La Cour des comptes y souligne, le poids prépondérant des dépenses fiscales défavorables à l’environnement . Non seulement celles-ci sont largement supérieures aux dépenses fiscales favorables à l’environnement mais elles se sont accrues ces dernières années
L’Etat finance donc davantage la pollution que les solutions environnementales et climatiques via son système fiscal . Si on tient compte du différentiel de taxation entre le gazole et l’essence (6,11 Md€ en 2015), le total des dépenses fiscales défavorables au développement durable s’élève alors, selon la Cour des comptes, à 13 Md€ en 2015 , contre moins de 5 Md€ en faveur de l’environnement.
C’est sans compter d’autres niches fiscales accordées à des secteurs très émetteurs de gaz à effet de serre comme le transport aérien qui bénéficie d’une exemption de taxe totale sur le carburant équivalant à 2,825 milliards d’euros en 2015 . Bénéficiant avant tout aux personnes les plus aisées [5] et contraire au principe de pollueur-payeur, cette niche fiscale est une aberration.
Pour le Réseau Action Climat , «les niches fiscales défavorables à l’environnement doivent être supprimées pour mettre le système fiscal doit en cohérence avec la loi de transition énergétique et l’Accord de Paris sur le climat. Afin d’anticiper les impacts sur les acteurs et les secteurs concernés et d’accompagner cette transition, un échéancier doit être programmé au plus tôt.
Enfin, il est encore temps pour le gouvernement et les parlementaires de laisser un bilan plus honorable sur la fiscalité écologique en rectifiant le tir dans la loi de finance 2017 . Le Réseau Action Climat préconise la poursuite du rattrapage fiscal entre le diesel et l’essence en augmentant la TICPE sur le gazole et l’accélération de la trajectoire de la composante carbone.
Afin de mettre ces mesures au service d’une transition écologique plus juste, les recettes de la fiscalité écologique devront bénéficier aux ménages en premier lieu : directement pour les personnes en situation de précarité énergétique, au travers d’investissements dans les alternatives au transport routier individuel, bonnes pour la santé et le climat (transports en commun, projets pour rendre les territoires cyclables)»
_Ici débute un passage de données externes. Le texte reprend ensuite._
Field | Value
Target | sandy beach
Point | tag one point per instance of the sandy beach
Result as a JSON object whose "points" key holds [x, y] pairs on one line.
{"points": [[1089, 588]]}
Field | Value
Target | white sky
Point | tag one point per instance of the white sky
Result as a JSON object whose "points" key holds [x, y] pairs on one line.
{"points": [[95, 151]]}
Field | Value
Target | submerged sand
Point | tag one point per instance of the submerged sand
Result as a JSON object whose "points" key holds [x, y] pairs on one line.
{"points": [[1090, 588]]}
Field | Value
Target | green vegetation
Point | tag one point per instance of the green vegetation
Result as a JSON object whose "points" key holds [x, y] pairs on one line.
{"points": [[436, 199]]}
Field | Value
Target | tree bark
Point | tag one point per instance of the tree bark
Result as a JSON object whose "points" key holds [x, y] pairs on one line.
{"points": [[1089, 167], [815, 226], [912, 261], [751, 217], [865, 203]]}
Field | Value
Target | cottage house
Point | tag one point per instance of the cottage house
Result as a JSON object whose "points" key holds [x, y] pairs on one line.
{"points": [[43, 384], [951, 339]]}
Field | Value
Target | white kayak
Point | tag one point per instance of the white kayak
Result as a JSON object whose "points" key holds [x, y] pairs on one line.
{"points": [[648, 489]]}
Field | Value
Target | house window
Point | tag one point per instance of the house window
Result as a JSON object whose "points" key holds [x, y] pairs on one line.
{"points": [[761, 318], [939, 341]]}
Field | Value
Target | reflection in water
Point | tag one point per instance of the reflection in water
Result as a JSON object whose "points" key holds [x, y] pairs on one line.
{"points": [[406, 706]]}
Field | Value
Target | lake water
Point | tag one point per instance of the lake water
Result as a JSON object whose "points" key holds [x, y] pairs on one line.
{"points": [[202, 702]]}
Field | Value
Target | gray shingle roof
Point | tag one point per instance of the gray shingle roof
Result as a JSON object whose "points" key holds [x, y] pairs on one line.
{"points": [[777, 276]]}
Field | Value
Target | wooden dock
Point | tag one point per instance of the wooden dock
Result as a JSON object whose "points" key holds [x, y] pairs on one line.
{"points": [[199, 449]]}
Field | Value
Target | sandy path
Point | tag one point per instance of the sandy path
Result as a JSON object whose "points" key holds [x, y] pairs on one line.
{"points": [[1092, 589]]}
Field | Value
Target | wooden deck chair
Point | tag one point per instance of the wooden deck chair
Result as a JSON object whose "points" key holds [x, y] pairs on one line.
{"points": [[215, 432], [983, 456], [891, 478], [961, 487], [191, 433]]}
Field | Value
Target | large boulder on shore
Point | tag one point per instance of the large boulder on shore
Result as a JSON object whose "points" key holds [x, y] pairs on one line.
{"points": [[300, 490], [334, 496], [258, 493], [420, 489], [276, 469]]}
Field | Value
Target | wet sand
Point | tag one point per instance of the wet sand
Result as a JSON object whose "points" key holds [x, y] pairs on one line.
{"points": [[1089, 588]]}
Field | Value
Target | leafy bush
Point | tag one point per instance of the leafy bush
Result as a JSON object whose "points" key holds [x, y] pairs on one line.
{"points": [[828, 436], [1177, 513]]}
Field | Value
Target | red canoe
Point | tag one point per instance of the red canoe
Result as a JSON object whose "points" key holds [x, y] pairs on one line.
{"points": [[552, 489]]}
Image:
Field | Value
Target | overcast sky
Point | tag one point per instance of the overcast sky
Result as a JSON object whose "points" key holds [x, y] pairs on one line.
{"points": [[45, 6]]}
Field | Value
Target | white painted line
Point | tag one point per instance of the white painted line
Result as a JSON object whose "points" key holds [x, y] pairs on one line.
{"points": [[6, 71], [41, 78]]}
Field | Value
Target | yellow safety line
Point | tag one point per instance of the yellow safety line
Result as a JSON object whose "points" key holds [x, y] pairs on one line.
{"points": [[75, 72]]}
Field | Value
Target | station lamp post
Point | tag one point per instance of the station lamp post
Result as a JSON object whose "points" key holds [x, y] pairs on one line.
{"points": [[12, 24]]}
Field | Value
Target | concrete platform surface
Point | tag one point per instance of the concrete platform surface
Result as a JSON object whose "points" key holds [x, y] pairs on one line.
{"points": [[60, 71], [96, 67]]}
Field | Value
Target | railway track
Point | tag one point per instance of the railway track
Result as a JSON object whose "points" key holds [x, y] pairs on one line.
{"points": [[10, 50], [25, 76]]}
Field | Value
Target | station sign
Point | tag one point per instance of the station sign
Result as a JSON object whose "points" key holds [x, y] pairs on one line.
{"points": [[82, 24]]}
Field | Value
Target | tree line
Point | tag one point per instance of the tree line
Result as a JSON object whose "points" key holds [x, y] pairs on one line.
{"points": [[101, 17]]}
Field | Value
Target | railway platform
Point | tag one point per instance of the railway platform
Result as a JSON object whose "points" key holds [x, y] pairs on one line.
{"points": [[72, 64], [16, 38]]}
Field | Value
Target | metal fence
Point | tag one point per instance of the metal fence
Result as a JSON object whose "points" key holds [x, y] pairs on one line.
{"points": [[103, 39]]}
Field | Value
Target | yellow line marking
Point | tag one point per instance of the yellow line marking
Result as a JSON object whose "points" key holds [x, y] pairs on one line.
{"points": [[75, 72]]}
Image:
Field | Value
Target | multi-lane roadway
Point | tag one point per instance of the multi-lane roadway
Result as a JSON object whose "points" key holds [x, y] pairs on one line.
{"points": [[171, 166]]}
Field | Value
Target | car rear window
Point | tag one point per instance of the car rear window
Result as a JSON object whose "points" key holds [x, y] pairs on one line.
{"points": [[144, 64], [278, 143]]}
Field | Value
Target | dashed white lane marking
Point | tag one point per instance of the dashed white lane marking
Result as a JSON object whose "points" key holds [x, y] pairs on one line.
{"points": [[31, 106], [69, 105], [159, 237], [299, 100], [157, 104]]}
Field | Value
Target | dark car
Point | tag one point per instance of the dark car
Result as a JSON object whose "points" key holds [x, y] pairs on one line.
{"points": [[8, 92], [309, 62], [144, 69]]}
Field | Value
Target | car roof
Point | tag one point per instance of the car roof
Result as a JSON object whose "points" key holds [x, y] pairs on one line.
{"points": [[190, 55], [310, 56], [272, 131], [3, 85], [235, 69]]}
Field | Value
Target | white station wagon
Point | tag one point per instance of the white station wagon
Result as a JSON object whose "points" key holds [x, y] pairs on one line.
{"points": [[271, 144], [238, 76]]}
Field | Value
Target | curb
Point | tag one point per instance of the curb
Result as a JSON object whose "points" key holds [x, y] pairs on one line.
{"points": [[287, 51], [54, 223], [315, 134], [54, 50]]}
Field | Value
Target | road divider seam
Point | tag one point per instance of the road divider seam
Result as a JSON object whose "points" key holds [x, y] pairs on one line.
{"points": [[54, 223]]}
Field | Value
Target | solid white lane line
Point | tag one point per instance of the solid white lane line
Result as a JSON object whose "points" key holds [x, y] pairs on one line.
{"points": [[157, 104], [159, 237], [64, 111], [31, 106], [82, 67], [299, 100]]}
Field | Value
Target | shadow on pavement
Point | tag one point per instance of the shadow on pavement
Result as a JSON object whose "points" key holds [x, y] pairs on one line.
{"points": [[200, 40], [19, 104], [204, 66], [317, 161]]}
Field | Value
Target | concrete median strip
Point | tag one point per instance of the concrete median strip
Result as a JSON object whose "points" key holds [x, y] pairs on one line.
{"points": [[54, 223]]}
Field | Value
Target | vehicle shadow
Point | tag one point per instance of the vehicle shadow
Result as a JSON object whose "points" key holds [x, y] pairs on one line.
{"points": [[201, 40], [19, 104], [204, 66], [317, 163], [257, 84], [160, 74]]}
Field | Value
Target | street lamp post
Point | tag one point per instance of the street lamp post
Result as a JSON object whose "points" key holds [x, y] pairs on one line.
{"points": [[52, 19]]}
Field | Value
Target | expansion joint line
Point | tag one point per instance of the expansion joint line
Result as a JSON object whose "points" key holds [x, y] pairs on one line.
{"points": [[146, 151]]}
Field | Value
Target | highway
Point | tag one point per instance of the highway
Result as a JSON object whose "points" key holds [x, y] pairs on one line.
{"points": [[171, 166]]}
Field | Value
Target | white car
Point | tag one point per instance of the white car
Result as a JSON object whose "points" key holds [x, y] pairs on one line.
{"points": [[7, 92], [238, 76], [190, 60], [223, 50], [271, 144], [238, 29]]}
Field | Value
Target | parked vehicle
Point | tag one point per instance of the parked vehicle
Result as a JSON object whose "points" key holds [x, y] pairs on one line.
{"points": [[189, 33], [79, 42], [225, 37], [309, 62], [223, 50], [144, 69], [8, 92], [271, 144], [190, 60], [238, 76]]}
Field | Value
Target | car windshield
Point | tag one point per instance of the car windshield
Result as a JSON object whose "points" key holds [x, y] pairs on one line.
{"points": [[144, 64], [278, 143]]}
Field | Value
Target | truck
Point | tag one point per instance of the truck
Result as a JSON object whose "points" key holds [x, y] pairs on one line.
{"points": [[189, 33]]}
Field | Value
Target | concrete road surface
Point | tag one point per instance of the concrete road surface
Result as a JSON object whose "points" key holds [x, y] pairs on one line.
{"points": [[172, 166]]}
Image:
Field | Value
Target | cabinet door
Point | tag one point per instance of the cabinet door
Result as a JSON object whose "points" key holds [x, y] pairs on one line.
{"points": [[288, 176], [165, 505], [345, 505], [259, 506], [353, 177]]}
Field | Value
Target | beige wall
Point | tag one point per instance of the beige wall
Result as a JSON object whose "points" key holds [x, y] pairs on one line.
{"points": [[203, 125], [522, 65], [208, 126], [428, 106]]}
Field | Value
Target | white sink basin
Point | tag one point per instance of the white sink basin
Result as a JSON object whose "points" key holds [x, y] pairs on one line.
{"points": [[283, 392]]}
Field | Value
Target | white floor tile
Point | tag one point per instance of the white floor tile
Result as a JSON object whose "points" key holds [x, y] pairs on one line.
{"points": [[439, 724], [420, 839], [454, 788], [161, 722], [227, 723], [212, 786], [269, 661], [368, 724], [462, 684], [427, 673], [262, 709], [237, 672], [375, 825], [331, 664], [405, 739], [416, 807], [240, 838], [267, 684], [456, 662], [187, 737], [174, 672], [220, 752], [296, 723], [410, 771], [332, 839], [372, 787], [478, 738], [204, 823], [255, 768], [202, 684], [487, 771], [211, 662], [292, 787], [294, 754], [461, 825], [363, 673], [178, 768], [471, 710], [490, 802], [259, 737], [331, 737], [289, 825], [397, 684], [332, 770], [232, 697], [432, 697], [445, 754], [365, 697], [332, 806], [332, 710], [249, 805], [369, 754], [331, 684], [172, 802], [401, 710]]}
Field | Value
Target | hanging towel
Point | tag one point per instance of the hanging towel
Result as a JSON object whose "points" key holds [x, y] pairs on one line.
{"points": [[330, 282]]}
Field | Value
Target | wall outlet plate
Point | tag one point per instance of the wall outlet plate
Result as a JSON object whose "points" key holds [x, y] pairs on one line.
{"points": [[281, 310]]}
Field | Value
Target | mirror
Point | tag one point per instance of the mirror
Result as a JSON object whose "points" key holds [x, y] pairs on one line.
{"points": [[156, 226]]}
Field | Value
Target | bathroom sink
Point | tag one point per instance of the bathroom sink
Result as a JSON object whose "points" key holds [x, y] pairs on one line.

La Cour formule les recommandations suivantes :
Recommandations d’ordre général :
1. borner dans le temps les dépenses fiscales , lors de leur création ou leur modification, en application des dispositions de la LPFP de 2014 ;
2. compléter les documents budgétaires (PAP et RAP) en classant les dépenses fiscales en fonction des objectifs du programme auquel elles se rattachent ;
3. indiquer dans la documentation budgétaire les meilleurs chiffrages disponibles au sein de l’administration et préciser la marge d’incertitude ;
4. mettre en place des mesures de plafonnement des dépenses fiscales , avec des mesures d’encadrement pluriannuel de la dépense ou d’agrément administratif préalable ;
5. procéder à l’évaluation exhaustive des dépenses fiscales d’ici à fin 2019 ;
6. mieux utiliser les conférences fiscales telles qu’issues de la LPFP de 2012, au même titre que les conférences budgétaires, en associant plus étroitement les ministères dépensiers au suivi des dépenses fiscales, et les rendre plus opérationnelles en proposant des mesures d’adaptation des dépenses fiscales en cas de dérive du dispositif ;
Recommandations propres aux dépenses fiscales relatives au développement durable :
7. préciser la définition des dépenses fiscales pour expliciter leurs objectifs en matière de protection de l’environnement et en assurer un suivi plus précis ;
8. lancer, avec le concours des organismes d’évaluation et de recherche, et notamment de l’ADEME et du CGDD, des évaluations globales des politiques menées dans les différents secteurs des transports ;
9.présenter, dans un rapport unique annexé au projet de loi de finances , pour chacune des dépenses fiscales en faveur de la protection de l’environnement, la dernière évaluation disponible de l’atteinte de ses objectifs ;
10. après évaluation, donner de la cohérence à l’ensemble des dispositifs fiscaux relatifs au développement durable en remettant en cause les mesures aux effets contradictoires sur l’environnement.